Just because you’re sucking down calcium supplements (and I don’t care from what source) it doesn’t mean that the calcium is necessarily going where you want it to go. You are far more likely to wind up calcifying things that were never meant to be calcified; such as your cardiovascular tissue (arteries and heart), your brain tissue, your joints (ever hear of bone spurs?) and whatever else. There is literally NO reason to waste money on calcium supplements for “bone health”.

 

There are quite a number of nutrients essential for the formation of healthy bone, of which calcium is only one– and is the least likely to be dietarily deficient. Calcium gives bones their hardness, however it is the collagen protein in bone that gives it its strength and flexibility and is far much more likely to be diminished in osteoporosis due to factors that I have little space to elaborate on here (though I did write a chapter about some of this in my book, Primal Body, Primal Mind). Sufficient bone calcium without sufficient collagen protein makes for dense looking bone scans, but otherwise leads to very brittle bones.

 

Furthermore, a meta-analysis study in the British Medical Journal a couple of years ago showed that calcium supplementation actually can augment the risk of a heart attack by as much as 30% [“Effect of calcium supplements on risk of myocardial infarction and cardiovascular events: meta-analysis” BMJ 2010; 341 doi: http://dx.doi.org/10.1136/bmj.c3691 (Published 30 July 2010)]. The authors of the study additionally pointed out that taking calcium supplements improves bone density only by a marginal amount at best. They said that the minor beneficial effects of supplemental calcium on bone density were greatly outweighed by the potential cardiovascular/heart attack risks. Excess intracellular calcium can actually increase undesirable spasms and contractility of cardiovascular tissue (and is a hallmark of cellular sickness, impairment and aging), while it is MAGNESIUM (something many people are far more likely to be deficient in) that is essential for healthy cardiovascular and parasympathetic functioning– along with about 400 other things. Magnesium is also far less efficiently retained in the body.

 

Even in those with insufficient bone calcium, the same individuals with poor bone density scans typically have abnormal calcium deposits elsewhere in the body where they don’t belong. In fact, excess calcium can even lead to problems with building sufficient protein matrix in bones. The issue isn’t whether you’re getting “enough” dietary calcium almost ever.
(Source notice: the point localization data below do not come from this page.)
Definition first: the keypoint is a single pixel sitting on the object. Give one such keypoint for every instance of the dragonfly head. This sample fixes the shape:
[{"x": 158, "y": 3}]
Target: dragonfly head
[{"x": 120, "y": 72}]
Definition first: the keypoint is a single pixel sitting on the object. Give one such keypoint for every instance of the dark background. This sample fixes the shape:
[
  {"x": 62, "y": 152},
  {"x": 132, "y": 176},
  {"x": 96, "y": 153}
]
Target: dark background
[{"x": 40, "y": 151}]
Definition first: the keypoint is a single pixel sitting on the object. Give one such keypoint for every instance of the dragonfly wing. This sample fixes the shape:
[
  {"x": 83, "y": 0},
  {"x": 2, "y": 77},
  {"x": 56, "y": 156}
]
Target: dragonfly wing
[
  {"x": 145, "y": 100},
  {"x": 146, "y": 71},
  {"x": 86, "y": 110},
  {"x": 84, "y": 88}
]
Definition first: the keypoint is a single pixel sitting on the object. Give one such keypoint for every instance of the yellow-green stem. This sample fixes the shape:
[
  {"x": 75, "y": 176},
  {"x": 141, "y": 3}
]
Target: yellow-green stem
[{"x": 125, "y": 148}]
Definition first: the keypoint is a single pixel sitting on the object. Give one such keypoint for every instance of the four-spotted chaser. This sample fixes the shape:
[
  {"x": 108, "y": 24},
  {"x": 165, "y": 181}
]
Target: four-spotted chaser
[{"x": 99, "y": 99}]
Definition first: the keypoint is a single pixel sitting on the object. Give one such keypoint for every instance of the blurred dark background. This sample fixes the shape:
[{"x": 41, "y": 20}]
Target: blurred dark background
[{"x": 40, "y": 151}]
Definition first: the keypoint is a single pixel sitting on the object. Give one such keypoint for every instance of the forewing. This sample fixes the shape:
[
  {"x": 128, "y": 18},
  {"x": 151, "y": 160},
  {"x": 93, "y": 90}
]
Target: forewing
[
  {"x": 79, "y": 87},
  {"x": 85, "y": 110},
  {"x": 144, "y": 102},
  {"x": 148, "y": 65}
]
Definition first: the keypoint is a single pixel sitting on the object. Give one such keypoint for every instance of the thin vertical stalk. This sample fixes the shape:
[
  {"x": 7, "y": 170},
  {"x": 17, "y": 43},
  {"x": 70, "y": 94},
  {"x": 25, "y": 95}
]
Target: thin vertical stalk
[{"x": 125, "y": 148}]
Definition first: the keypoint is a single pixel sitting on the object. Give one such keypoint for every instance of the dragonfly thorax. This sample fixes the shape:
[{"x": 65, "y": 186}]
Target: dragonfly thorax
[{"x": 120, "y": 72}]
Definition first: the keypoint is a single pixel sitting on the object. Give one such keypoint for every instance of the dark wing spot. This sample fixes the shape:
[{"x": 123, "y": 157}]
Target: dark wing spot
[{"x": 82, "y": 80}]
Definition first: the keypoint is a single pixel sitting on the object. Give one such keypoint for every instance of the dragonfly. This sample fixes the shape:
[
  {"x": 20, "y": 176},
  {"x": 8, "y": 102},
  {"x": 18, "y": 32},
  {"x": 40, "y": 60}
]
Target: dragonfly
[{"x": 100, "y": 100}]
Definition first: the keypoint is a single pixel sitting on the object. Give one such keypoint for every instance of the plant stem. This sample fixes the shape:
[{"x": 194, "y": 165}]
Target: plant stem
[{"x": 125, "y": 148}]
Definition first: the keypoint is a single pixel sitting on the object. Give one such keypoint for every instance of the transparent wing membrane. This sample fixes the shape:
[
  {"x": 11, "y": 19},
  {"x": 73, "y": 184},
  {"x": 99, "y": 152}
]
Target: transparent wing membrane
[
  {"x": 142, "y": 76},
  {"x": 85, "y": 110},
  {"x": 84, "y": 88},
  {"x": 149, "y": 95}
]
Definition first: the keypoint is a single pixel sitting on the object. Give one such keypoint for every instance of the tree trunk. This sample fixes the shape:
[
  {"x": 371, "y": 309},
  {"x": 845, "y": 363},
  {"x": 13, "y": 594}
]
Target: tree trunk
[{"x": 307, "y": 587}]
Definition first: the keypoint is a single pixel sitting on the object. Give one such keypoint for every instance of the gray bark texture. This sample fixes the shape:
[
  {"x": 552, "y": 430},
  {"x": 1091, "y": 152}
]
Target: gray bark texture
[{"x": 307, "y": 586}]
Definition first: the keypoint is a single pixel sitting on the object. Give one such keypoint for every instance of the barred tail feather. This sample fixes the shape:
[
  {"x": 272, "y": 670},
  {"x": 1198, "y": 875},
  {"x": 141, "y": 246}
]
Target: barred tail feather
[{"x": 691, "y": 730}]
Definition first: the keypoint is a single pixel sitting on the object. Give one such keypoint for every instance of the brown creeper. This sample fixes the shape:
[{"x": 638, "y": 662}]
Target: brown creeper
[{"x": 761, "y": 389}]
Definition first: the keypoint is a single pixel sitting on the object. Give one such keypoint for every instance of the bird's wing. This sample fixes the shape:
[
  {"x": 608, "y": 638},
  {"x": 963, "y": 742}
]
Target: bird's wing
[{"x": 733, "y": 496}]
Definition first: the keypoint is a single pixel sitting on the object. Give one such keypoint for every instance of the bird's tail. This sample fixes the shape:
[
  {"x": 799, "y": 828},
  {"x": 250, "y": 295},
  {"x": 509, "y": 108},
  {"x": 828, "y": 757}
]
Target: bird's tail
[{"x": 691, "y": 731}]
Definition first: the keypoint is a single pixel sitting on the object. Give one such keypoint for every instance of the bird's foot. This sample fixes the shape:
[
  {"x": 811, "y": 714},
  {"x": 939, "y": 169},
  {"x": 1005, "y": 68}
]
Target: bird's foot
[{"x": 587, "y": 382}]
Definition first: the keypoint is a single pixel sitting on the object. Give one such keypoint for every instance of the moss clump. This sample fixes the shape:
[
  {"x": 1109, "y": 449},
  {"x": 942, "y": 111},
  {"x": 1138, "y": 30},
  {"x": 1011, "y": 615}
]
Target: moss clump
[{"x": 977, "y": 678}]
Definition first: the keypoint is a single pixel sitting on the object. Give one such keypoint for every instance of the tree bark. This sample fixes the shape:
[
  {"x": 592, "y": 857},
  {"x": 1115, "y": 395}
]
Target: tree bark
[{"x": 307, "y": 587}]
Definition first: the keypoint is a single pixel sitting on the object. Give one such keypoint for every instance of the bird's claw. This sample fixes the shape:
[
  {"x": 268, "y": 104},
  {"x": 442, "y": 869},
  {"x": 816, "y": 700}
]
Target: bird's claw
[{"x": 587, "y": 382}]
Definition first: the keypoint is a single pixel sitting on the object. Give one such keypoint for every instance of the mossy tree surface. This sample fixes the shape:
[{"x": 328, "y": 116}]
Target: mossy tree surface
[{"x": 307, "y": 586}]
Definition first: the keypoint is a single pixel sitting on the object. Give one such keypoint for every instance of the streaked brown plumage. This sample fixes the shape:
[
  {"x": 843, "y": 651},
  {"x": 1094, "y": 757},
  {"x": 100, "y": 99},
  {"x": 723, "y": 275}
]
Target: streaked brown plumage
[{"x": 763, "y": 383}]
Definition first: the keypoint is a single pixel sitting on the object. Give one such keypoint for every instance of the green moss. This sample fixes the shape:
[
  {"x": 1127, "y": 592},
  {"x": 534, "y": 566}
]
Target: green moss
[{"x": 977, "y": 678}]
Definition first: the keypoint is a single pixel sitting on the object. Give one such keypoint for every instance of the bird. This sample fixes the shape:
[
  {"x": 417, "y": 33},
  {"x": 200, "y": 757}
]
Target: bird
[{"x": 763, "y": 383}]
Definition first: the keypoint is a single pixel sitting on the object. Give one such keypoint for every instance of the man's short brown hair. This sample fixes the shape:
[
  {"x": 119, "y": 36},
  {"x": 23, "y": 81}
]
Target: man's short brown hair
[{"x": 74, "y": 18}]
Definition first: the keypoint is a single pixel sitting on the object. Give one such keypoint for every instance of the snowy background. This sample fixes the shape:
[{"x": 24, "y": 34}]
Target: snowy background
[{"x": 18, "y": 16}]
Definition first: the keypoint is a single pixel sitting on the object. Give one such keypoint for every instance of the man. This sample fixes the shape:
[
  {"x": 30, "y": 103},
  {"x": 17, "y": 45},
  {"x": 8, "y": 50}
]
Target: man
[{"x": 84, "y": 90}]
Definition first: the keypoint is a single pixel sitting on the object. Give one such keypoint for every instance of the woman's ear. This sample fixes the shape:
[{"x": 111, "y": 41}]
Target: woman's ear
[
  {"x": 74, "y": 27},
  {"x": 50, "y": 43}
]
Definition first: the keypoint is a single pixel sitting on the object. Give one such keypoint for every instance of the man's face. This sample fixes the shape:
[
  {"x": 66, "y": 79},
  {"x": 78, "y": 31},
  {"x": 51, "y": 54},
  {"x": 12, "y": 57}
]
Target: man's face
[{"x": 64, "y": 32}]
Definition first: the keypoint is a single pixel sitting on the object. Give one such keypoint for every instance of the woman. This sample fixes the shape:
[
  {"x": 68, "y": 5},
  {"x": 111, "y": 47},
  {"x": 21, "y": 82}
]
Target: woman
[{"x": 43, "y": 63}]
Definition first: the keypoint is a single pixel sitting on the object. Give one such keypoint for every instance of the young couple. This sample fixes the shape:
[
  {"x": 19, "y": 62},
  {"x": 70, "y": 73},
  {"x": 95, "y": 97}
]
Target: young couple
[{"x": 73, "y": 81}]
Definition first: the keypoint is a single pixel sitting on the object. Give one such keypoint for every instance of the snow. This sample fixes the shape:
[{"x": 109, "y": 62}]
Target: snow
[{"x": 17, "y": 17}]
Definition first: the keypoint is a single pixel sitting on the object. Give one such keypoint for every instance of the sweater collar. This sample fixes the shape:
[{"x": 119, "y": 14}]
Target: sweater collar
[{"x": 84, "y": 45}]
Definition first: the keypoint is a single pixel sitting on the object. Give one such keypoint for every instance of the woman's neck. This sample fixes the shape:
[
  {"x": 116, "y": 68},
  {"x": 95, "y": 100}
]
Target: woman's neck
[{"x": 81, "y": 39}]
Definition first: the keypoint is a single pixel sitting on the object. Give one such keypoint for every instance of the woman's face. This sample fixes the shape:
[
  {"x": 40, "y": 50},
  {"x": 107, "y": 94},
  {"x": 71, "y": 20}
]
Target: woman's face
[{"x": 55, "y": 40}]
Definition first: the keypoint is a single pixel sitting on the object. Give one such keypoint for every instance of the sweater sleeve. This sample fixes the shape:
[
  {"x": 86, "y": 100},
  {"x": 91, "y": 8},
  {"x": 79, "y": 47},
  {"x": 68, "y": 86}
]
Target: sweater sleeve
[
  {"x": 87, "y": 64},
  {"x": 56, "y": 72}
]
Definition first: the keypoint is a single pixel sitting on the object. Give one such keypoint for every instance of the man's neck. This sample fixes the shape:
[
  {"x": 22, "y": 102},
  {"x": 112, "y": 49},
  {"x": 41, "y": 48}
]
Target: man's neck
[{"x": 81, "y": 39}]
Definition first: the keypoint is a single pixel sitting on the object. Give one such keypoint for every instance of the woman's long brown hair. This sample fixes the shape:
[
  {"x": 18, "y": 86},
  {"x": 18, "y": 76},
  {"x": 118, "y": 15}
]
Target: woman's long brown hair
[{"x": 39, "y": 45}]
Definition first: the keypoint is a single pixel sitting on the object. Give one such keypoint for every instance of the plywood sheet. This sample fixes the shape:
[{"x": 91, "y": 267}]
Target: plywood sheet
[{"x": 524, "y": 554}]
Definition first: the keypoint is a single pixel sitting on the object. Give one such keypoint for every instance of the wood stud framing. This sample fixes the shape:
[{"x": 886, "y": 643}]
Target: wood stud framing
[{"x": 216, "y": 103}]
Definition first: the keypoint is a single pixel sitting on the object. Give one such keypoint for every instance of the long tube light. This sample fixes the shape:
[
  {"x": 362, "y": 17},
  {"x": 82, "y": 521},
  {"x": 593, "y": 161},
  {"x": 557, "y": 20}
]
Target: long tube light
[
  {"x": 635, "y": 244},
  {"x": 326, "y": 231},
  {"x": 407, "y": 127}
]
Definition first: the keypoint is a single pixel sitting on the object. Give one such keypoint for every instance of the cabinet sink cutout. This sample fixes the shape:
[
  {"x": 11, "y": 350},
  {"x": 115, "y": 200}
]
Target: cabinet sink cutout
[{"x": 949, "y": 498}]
Once again, it boils down to digestion/ionization, absorption and proper utilization balanced by sufficient necessary co-factors.

 

Save your money on over-hyped (and potentially deleterious) calcium supplements. Enjoy your bone broth but also make sure you’re getting plenty of fat-soluble nutrients and other good stuff.

 

~ Nora

 

Pili Nuts

 

 

Comments

  1. Leoni says

    Oh thank god i found this article! I have been dairy free for about a year now and just recently my daughter was found to be allergic to the casein protein in milk. The FIRST thing anyone says when I tell them is ‘OMG what about your calcium levels – you must be worried about osteoporosus etc etc’. My gut told me I was OK, but thank you for explaining the science that confirms it. I might not be able to formulate a good comeback for the naysayers, but at least I can just nod and smile and let them think what they like.